4 ways to make leaving the park less of a drama

4 ways to make leaving the park less of a drama

We've all been there - it's time to leave the park and suddenly our toddlers are screaming, crying, running away and making quite the scene at the thought of parting with the beloved swings. It happens. We want our children to have the freedom to play and explore, but we need to ensure their safety, hold our boundaries and get stuff done! If you're experiencing these challenges at the moment, here are 4 ways you can support your child to transition out of the park to the next activity without resorting to harsh tactics. 

  1. Offer Empathy and Understanding

When it is time to leave, your kid might be frustrated, upset, or even angry. They don't want to stop playing or be forced to leave - they have no idea what is coming next or the rationale behind leaving the most fun place in the world. In these situations, offering empathy and understanding can go a long way in helping your child feel heard and supported.

When children feel understood, they are more likely to cooperate and follow directions. One way to offer empathy is to acknowledge your child's feelings and perspective. You might say something like, "I know you are having a great time at the park, but it is time to go home now. I can be hard to leave when you are having so much fun. It sucks"

By validating your child's emotions and acknowledging their perspective, you can help diffuse tension and create a more cooperative atmosphere.

  1. Offer Choices

Another approach is to offer choices. Children respond positively to having a sense of control and autonomy, and offering choices can help them feel more empowered and willing togo along with what you're suggesting

Offering limited choices that are still acceptable to you can really help. For instance, you might say, "Would you like to go down the slide one more time or have a turn on the swings before we leave?" This way, your child has some control over the situation, but you are still able to guide them towards leaving the park.

  1. Set Clear Boundaries and Expectations

Setting clear boundaries and expectations helps your child know that whilst it's ok for them to share their frustration, their outbursts won't lead to you caving and staying longer. Children thrive on routine and consistency and setting clear expectations can help them know what to expect and feel more secure in the transition.

This might look like establishing a timeline before arriving at the park, so your child knows what to expect. You might say something like, "We don't have long to stay at the park today. When the big hand on my watch moves down to the number 6, we have to go home and cook dinner".

When it is time to leave, remind your child of the boundary you set earlier. You might say something like, "ooh, the big hand is almost on the 6. We have a little bit of time left for one last play, what would you like to choose before we go?"

By setting clear boundaries and expectations, you can help your child feel more prepared for the transition and less resistant to leaving.

     4. Use forward momentum

When it is time to leave, parents can encourage their child to move forward towards the next activity rather than focusing on the fact that they have to leave the park.

One way to do this is to create a sense of excitement about the next activity. For instance, you might say something like, "We are going to have a snack when we get home, and then we can work on that puzzle you've been wanting to do!" By creating a positive focus on the next activity, you can help your child feel more enthusiastic about leaving the park and less resistant to the transition.
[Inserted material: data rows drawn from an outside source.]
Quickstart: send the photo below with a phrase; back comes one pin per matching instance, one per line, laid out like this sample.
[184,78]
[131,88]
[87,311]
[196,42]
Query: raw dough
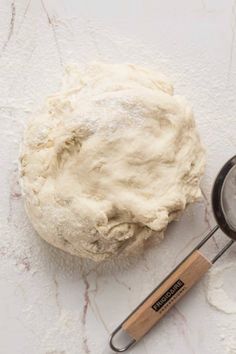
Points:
[110,160]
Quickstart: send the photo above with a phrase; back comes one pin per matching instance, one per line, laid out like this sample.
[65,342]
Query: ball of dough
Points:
[110,160]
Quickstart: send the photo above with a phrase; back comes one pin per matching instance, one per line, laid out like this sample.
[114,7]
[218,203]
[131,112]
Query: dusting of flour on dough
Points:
[110,160]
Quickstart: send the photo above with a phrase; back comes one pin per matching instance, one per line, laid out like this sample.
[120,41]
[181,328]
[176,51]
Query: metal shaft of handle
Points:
[200,244]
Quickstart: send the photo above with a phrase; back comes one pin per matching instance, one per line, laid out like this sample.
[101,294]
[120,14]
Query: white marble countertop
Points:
[53,303]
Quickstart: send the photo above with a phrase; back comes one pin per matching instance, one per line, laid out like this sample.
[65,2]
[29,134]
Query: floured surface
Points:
[110,160]
[219,294]
[42,289]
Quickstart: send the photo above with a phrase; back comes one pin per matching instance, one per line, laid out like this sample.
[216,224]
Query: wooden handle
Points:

Another way to use forward momentum is to involve your child in the process of leaving. Rather than simply telling them it is time to go, you could get them involved in deciding how you leave, e.g. "should we take big stomps or tiny steps?!", "can you open that heavy gate or do you need my help?!". By involving them in the process, you can create a sense of cooperation and teamwork, which can help your child feel more engaged and motivated to move forward towards the next activity.

If all else fails, harness forward momentum by gently placing your hand on your childs back and steer them out of the park, all the while talking about the next fun thing's you'll do together. For some kids in some points of development, early mention of a transition can just send them into a spiral. It can pay to physically enforce the movement out of there as you announce you're leaving, rather than before.


It's never easy and no ONE strategy will work for any parent - it's all about having a toolbox of ideas and when one fails, hauling out another one. Just remember that your child's emotions and feelings are valid and to treat them as such. Being respectful about how they feel (even if we can't understand why they're kicking up such a fuss) can only support your relationship and help them to trust your decisions in the future.